Ever listen to Prairie Home Companion? I actually don’t know if you’d even like it, but I grew up listening to it, my husband listens to it…an enduring image for me is one I only heard about by letter; my Dad and step mother eating stuffed zucchini from the garden on the back deck of their house as bats began patrolling the summer sky…listening to Prairie Home Companion. I think they even saw it live, once.
It’s not so much that it’s such a great show—sometimes it is and sometimes it isn’t. It’s the consistency, across not only time but space. I remember one time the show came from Tanglewood, in Lenox, Massachusetts. Stockbridge, where I went to boarding school, is right down the road. We walked over there sometimes. At Tanglewood I saw Peter, Paul, and Mary with my dorm one summer, which had to be the best Fourth of July ever, even though there was no music for the actual fireworks. Another year, we saw Arlo Guthrie there—I was unimpressed by his music, but he did tell a story about moose with their antlers going growing the wrong way into their skulls, causing them to wander into towns and look in people’s windows. We didn’t get tickets for BB King, but we sat on the hill on campus and we could hear most of the concert, that’s how close Tanglewood was. And here was Garrison Keilor’s voice, broadcasting out from that spot—at that very moment. The great thing about a live show is the sense of connection with the people making the show, and also with everybody else listening to it.

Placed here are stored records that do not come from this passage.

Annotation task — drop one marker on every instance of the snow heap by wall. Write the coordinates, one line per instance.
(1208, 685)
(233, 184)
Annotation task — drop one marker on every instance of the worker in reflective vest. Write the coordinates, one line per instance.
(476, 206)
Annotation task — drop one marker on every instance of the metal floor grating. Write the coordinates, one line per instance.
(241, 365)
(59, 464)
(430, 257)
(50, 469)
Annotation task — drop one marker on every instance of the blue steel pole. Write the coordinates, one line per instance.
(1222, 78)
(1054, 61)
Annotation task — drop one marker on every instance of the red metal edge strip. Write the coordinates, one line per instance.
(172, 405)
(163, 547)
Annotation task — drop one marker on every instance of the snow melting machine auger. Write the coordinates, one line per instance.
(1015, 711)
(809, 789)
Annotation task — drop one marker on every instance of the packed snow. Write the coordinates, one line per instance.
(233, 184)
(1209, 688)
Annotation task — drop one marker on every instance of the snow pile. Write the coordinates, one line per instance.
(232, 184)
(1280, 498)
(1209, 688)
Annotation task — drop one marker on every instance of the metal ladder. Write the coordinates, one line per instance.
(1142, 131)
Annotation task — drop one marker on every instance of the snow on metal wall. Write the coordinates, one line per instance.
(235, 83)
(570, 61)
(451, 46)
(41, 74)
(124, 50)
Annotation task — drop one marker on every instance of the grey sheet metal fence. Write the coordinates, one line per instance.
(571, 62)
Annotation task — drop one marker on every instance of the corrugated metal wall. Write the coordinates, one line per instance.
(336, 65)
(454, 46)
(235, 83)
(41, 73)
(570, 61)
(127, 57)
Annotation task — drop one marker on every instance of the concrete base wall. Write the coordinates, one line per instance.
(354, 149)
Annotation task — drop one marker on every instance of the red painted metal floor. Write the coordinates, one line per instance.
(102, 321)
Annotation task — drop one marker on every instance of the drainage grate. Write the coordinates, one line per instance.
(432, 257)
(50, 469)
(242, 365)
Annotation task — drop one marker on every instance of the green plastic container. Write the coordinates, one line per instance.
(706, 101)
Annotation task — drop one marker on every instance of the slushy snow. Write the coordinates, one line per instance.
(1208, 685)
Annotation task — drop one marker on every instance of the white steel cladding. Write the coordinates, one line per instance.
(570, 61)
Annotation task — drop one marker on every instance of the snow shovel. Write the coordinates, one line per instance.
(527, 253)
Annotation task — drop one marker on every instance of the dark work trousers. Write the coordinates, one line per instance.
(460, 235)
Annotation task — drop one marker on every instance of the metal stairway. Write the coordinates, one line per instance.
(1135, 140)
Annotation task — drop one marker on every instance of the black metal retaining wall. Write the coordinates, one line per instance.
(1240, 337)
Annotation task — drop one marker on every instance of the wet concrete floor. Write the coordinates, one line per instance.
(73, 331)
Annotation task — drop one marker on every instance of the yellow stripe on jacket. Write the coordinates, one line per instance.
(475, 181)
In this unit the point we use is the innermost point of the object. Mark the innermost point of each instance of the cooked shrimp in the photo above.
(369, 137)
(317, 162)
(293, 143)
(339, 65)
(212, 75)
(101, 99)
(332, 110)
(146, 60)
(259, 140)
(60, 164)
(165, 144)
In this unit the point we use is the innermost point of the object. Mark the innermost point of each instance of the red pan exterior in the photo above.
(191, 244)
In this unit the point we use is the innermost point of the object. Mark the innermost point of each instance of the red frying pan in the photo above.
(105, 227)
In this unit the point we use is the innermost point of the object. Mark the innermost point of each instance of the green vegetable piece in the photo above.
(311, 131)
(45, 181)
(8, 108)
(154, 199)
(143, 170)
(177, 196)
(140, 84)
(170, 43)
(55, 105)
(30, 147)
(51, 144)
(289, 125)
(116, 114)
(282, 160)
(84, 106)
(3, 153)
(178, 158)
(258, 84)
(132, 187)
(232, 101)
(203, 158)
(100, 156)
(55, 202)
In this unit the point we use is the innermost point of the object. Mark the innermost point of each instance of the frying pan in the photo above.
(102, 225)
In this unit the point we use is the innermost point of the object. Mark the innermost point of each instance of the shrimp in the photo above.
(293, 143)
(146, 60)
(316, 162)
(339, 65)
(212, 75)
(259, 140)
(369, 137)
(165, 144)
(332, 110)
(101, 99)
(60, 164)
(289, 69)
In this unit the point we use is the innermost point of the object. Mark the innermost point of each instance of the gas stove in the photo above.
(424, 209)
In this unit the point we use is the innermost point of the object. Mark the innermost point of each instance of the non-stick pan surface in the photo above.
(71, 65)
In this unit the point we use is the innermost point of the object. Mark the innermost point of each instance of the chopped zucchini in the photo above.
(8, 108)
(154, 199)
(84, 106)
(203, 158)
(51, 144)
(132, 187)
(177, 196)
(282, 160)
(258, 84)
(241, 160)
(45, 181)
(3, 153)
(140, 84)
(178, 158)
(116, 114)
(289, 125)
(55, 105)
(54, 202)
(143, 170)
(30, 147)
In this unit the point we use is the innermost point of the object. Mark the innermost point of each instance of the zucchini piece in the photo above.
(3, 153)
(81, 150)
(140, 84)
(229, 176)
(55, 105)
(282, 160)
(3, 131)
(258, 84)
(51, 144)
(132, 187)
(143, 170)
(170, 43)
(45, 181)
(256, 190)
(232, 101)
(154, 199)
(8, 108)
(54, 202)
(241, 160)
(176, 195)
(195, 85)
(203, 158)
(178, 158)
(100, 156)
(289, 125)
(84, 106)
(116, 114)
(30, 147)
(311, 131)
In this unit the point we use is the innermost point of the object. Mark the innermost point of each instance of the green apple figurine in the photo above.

When I was living in Keene, I always listened to it, because I knew my sweetie listened to it, too. I’d hear the music and the applause and know exactly what he was doing. Now, we listen to it together, usually over Chinese food. My husband has a thing for spring rolls.
I sometimes think that if you ever visit and your visit lasts over a Saturday, you’ll listen to it with us. Maybe your mate will be there, too—if it’s part of your vacation, of course you’d want her with you. So we’ll get twice as many spring rolls, and maybe at the end of the show I’ll get up and dance and pull my mate up to dance with me. And—I don’t know which one of you would be more likely to start it, as I’ve never seen you together and I don’t know her—but one of you would grin and draw the other one up to dance, too. And there would be two couples spinning around the room, being sweet and goofy.
Do you know how to dance? I mean, actual steps and everything? I don’t, though someone explained the waltz to me once. I don’t know if my sweetie knows how, but he with me he just sort of moves. And yet we never step on each other’s toes.
It’s been over thirty years, listening to the familiar voice of that stranger in the dark of radio. One of these days he’ll retire, or even die. He’s had a minor stroke, already. But I hope he stays in it long enough for my nephew to get to know it. That’ll be another generation.
And here I am going on and on and on. How are you?